CogVideo loss is NAN when training some steps, sat sft type

System Info / 系統信息

cuda11.8/torch2.4

Information / 问题信息

[X] The official example scripts / 官方的示例脚本
[ ] My own modified scripts / 我自己修改的脚本和任务

Reproduction / 复现过程

only change the dataset path, the NAN log:

[2024-09-14 16:50:54,425] [INFO] [loss_scaler.py:183:update_scale] [deepspeed] OVERFLOW! Rank 0 Skipping step. Attempted loss scale: 65536, reducing to 32768
[2024-09-14 16:51:01,952] [INFO] [RANK 0]  iteration      120/    1000 | elapsed time per iteration (ms): 11114.2 | learning rate 9.060E-04 | total loss 2.123193E-01 | loss 2.123193E-01 | loss scale 32768.0 |speed 5.40 samples/(min*GPU)
[2024-09-14 16:51:01,952] [INFO] [RANK 0] time (ms) | forward: 3775.64 | backward: 2752.39 | allreduce: 0.00 | optimizer: 189.44 | data loader: 0.64
[2024-09-14 16:52:48,422] [INFO] [loss_scaler.py:183:update_scale] [deepspeed] OVERFLOW! Rank 0 Skipping step.

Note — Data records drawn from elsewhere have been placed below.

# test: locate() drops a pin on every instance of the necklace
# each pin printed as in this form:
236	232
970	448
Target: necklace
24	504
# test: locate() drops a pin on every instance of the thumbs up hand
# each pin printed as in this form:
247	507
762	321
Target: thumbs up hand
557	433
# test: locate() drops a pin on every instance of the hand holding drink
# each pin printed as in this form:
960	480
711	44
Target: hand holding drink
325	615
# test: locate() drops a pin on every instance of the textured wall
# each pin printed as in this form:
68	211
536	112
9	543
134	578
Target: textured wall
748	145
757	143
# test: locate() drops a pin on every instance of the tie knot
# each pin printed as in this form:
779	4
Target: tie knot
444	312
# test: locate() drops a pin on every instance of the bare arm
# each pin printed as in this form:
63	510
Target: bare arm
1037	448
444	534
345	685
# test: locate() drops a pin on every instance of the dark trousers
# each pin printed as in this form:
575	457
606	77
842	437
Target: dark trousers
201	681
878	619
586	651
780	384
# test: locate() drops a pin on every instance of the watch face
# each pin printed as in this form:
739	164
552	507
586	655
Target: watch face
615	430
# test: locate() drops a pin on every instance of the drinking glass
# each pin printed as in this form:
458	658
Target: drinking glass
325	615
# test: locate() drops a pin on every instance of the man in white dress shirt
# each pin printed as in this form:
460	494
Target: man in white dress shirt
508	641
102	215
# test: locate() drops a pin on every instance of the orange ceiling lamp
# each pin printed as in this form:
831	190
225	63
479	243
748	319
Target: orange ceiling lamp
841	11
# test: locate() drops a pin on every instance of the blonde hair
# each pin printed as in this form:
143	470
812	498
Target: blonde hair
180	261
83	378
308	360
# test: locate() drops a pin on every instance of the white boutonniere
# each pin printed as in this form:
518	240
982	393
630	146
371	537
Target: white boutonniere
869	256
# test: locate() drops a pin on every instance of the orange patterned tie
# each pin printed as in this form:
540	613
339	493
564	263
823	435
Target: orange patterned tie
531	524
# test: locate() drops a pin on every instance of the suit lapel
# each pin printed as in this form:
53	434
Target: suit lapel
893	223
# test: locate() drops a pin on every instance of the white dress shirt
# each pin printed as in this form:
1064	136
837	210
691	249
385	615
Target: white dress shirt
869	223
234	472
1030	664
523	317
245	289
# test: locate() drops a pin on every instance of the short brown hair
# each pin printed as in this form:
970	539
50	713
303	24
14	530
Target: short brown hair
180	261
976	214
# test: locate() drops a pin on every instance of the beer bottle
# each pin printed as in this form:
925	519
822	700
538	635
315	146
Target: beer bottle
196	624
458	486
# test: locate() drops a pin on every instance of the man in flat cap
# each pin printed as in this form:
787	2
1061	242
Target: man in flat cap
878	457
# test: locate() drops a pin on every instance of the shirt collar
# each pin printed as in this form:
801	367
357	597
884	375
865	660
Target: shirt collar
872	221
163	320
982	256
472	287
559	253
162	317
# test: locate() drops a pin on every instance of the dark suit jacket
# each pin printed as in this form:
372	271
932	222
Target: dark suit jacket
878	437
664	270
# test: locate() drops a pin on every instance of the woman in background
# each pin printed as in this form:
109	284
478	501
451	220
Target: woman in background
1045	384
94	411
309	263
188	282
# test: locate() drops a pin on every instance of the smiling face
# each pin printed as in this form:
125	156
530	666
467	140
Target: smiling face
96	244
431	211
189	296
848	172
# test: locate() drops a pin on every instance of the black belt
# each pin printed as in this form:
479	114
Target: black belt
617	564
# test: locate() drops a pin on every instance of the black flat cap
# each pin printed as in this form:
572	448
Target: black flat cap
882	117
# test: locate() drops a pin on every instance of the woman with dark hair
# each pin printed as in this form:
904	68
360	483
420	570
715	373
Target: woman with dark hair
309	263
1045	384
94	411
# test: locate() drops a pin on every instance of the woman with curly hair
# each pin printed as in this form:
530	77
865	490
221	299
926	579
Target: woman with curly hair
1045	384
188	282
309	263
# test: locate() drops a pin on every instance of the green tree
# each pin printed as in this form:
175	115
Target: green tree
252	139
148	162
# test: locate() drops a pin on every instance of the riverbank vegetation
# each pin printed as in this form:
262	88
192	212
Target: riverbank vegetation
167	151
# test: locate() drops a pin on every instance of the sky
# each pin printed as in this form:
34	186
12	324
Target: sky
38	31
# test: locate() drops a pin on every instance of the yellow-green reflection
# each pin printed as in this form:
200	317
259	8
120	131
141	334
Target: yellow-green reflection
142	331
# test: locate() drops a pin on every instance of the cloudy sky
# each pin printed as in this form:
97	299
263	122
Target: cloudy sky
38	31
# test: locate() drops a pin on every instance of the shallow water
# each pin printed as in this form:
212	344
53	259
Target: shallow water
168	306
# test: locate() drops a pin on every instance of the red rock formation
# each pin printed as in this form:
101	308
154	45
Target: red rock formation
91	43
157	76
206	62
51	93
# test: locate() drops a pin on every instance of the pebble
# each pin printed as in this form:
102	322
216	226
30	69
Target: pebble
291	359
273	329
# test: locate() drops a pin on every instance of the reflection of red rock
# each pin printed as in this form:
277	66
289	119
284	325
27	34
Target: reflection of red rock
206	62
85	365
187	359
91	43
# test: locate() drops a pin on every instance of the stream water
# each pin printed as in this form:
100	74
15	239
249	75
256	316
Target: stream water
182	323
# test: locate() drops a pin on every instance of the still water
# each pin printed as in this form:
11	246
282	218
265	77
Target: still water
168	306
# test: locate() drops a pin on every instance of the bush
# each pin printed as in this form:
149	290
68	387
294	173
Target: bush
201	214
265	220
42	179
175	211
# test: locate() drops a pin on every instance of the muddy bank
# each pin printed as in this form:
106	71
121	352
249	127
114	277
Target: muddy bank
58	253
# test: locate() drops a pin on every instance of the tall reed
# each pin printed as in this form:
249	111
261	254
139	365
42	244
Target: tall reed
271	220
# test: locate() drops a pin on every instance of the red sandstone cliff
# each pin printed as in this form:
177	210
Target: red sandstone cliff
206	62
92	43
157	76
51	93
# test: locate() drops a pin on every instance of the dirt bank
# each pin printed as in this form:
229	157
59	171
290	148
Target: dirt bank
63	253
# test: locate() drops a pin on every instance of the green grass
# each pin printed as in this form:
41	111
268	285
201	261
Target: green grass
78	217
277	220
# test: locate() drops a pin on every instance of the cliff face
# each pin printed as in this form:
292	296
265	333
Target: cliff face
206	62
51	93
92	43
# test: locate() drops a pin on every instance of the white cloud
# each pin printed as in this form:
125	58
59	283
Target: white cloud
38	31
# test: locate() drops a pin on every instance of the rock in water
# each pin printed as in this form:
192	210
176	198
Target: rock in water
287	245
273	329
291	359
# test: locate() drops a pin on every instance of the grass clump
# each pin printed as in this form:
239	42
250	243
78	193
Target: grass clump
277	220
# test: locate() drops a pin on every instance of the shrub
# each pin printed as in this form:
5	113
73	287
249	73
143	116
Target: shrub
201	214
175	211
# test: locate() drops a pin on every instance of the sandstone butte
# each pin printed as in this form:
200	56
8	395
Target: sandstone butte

Attempted loss scale: 32768, reducing to 16384
[2024-09-14 16:53:15,806] [INFO] [RANK 0]  iteration      140/    1000 | elapsed time per iteration (ms): 6692.7 | learning rate 8.870E-04 | total loss 7.151500E-01 | loss 7.151500E-01 | loss scale 16384.0 |speed 8.96 samples/(min*GPU)
[2024-09-14 16:53:15,807] [INFO] [RANK 0] time (ms) | forward: 3770.69 | backward: 2731.73 | allreduce: 0.00 | optimizer: 187.49 | data loader: 0.57
[2024-09-14 16:54:21,791] [INFO] [logging.py:96:log_dist] [Rank 0] step=150, skipped=18, lr=[0.000878, 0.000878], mom=[[0.9, 0.95], [0.9, 0.95]]
[2024-09-14 16:55:11,984] [INFO] [RANK 0] Skipping backward and optimizer step for nan or inf in forwarding metrics/loss!
[2024-09-14 16:55:25,091] [INFO] [RANK 0]  iteration      160/    1000 | elapsed time per iteration (ms): 6464.2 | learning rate 8.680E-04 | total loss NAN | loss 9.045437E-01 | loss scale 16384.0 |speed 9.28 samples/(min*GPU)
NaN or Inf found in input tensor.
[2024-09-14 16:55:25,093] [INFO] [RANK 0] time (ms) | forward: 3713.26 | backward: 2566.17 | allreduce: 0.00 | optimizer: 181.86 | data loader: 0.57
[2024-09-14 16:57:01,495] [INFO] [RANK 0] Skipping backward and optimizer step for nan or inf in forwarding metrics/loss!
[2024-09-14 16:57:34,516] [INFO] [RANK 0]  iteration      180/    1000 | elapsed time per iteration (ms): 6471.2 | learning rate 8.490E-04 | total loss NAN | loss 7.618577E-01 | loss scale 16384.0 |speed 9.27 samples/(min*GPU)
NaN or Inf found in input tensor.
[2024-09-14 16:57:34,517] [INFO] [RANK 0] time (ms) | forward: 3724.61 | backward: 2560.48 | allreduce: 0.00 | optimizer: 183.58 | data loader: 0.60
[2024-09-14 16:59:47,000] [INFO] [RANK 0]  iteration      200/    1000 | elapsed time per iteration (ms): 6624.2 | learning rate 8.290E-04 | total loss 6.272916E-01 | loss 6.272915E-01 | loss scale 16384.0 |speed 9.06 samples/(min*GPU)
[2024-09-14 16:59:47,002] [INFO] [RANK 0] time (ms) | forward: 3730.16 | backward: 2697.21 | allreduce: 0.00 | optimizer: 194.12 | data loader: 0.63

Expected behavior / 期待表现

solve it

Sep 23 '24 13:09 AlphaNext

Hi, guys, we may have the same problem. Add a wechat?

Sep 24 '24 07:09 zibojia

Hi, guys, we may have the same problem. Add a wechat?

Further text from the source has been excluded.